Vor reichlich vier Jahren wandte sich Weißbach mit seiner Idee an Hanke und machte gehörig Druck, Hanke nahm sich der Sache an, gleichwohl sollte das Vorhaben vier Jahre dauern ,weil der Rathauschef erst noch auf Sponsorensuche ging. Ein passender Platz für das Denkmal sollte her, ein bekannter und stark frequentierter Ort. Die Wahl fiel auf den früheren Ströma-Haupteingang, das Klinikum stellte den Platz vor dem Krankenhaus zur Verfügung. Das Modell und die Maße für den Flieger stammen von der „Elbe Flugzeugwerke GmbH“ in Dresden, die das Projekt ebenfalls unterstützen. Die Edelstahlwerke Schmees in Pirna Copitz gossen die „Baade 152“ in Edelstahl, die Sächsische Sandsteinwerke GmbH in Pirna lieferte den sandsteinernen Sockel.

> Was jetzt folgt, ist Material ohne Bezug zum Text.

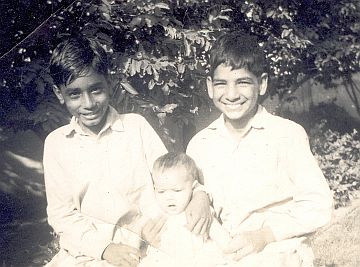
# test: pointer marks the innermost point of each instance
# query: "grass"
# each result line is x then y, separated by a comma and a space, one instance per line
339, 243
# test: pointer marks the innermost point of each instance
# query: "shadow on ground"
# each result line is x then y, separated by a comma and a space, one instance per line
24, 232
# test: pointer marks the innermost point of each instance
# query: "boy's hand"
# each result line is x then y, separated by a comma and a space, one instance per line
121, 255
151, 231
250, 242
198, 214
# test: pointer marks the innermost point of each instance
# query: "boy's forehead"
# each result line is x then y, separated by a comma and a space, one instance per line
89, 79
224, 71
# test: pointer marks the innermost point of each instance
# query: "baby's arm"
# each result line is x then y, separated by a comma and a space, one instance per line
218, 234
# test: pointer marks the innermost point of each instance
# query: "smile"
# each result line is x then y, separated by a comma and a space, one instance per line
91, 115
234, 105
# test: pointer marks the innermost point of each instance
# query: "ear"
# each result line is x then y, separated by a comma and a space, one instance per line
210, 87
58, 94
263, 83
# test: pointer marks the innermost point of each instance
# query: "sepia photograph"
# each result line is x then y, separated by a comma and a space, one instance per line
180, 133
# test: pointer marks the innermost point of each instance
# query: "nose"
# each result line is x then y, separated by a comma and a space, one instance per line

Das Denkmal zeigt nun das Flugzeug, für das in Pirna einst die Triebwerke entwickelt wurden, im Steigflug, just aufgestellt an jenem Tag, als Brunolf Baade seinen 120. Geburtstag gefeiert hätte. Seine beiden Töchter waren bei der Einweihung dabei. „Das Denkmal ist der Wahnsinn“, sagt Weißbach. Und weil es sich um das Thema Luftfahrt dreht, steuerten die Elbe Flugzeugwerke noch ein besonderes Exponat bei.

Das Unternehmen baut vor allem Airbus-Passagiermaschinen in Frachtflugzeuge um. Er habe, sagt Geschäftsführer Kai Mielenz, zusätzlich etwas Luftfahrt mit nach Pirna gebracht. So steht nun neben der „Baade 152“ ein weiteres Stück Flugzeug – die Gedenktafel für Luftfahrtingenieur Brunolf Baade ist ein Teil der Außenhaut eines Airbus, der einst mehrere 10.000 Kilometer um die Welt geflogen ist.